Leistungen im Eisenbahnwesen

Wirth-Sand war eine treibende Kraft beim Ausbau der Schweizer Eisenbahninfrastruktur. Ab 1852 sass er im Verwaltungsrat der St. Gallisch-Appenzellischen Eisenbahngesellschaft, wo er sich um die Finanzierung der St. Galler Bahnprojekte kümmerte. 1856 spielte er eine zentrale Rolle bei den Fusionsverhandlungen, die 1857 zur Gründung der Vereinigten Schweizerbahnen (VSB) führten. Bereits in diesen Jahren zeigte sich die Konkurrenz zur Nordostbahn-Gesellschaft, die den «Wettlauf an den Bodensee» mit der Erschliessung Romanshorns für sich entschied und die sich nicht in die Fusionspläne von Wirth-Sand einspannen liess.[2]

Von 1857 bis 1875 und erneut von 1885 bis 1901 war Wirth-Sand Verwaltungsratspräsident der VSB, von 1861 bis 1896 zudem deren Generaldirektor. Unter seiner Leitung entwickelte sich die VSB zu einer Schlüsselorganisation des Ostschweizer Verkehrs. Sein prioritäres Ziel galt einer Ostalpenbahn, die über den Lukmanier- oder Splügenpass die Alpennordseite mit Italien verbinden sollte. Dieses Vorhaben scheiterte jedoch trotz guter Ausgangslage an geopolitischen und finanziellen Hürden.[1] 1887–1890 war er Verwaltungsratspräsident der Appenzeller-Strassenbahngesellschaft.[1]

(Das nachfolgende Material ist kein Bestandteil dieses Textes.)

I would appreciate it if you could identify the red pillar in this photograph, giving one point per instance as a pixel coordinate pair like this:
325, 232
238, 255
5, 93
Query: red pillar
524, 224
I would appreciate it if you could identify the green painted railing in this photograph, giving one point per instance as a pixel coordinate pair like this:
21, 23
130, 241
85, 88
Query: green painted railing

Seine Arbeit bereitete den Weg für die Verstaatlichung der VSB, die schliesslich 1902 in die Schweizerischen Bundesbahnen (SBB) überging.[2] Auch dieses Projekt zeugt von seiner Weitsicht und seinem Engagement für eine moderne Verkehrsinfrastruktur.

Engagement im Finanzsektor

Neben seinen Verdiensten im Eisenbahnwesen spielte Wirth-Sand eine zentrale Rolle im Aufbau des Bank- und Versicherungswesens in der Ostschweiz. Er war Mitgründer der St. Gallischen Creditanstalt (1854), der Helvetia-Versicherung (1858) und der Handelsgesellschaft St. Gallen (1862) sowie Mitgründer der St. Galler Kantonalbank (1868).[1] Diese Institutionen trugen wesentlich zur wirtschaftlichen Entwicklung der Region bei und sicherten deren internationale Wettbewerbsfähigkeit.

Gesellschaftliches Wirken

Wirth-Sand engagierte sich auch in kirchlichen und sozialen Bereichen. Von 1874 bis 1901 war er Mitglied der evangelischen Synode, deren Vorsitz er 1874/75 innehatte. Zudem war er ein Förderer von Bildungsinitiativen und sozialen Einrichtungen in der Ostschweiz.[1]

Privates Leben

Daniel Wirth-Sand war zweimal verheiratet. 1843 ehelichte er Anna Fehr, die Tochter seines Lehrmeisters in Livorno, die jedoch früh verstarb. In zweiter Ehe heiratete er 1849 Elise Sand, die Tochter eines einflussreichen Kaufmanns aus St. Gallen. Aus beiden Ehen gingen insgesamt sechs Kinder hervor.

Seine Familie beschrieb ihn als einen streng, aber gerecht agierenden Patriarchen, der grossen Wert auf Bildung und moralische Integrität legte.[2]

Einzelnachweise

  1. a b c d e f g h Cornel Dora: Daniel Wirth. In: Historisches Lexikon der Schweiz. Abgerufen am 19. Februar 2025.
  2. a b c d Stefan Gemperli, Wolfgang Göldi, Fabian Henggeler, Alfonso C. Hophan, Joseph Jung, Patric Schnitzer: Aufbruch zum modernen St. Gallen: vier Wegbereiter: Gallus Jakob Baumgartner, Johann Matthias Hungerbühler, Daniel Wirth-Sand, Arnold Otto Aepli (= Schweizer Pioniere der Wirtschaft und Technik. Band 121). Verein für wirtschaftshistorische Studien, Zürich 2022, ISBN 978-3-909059-85-0.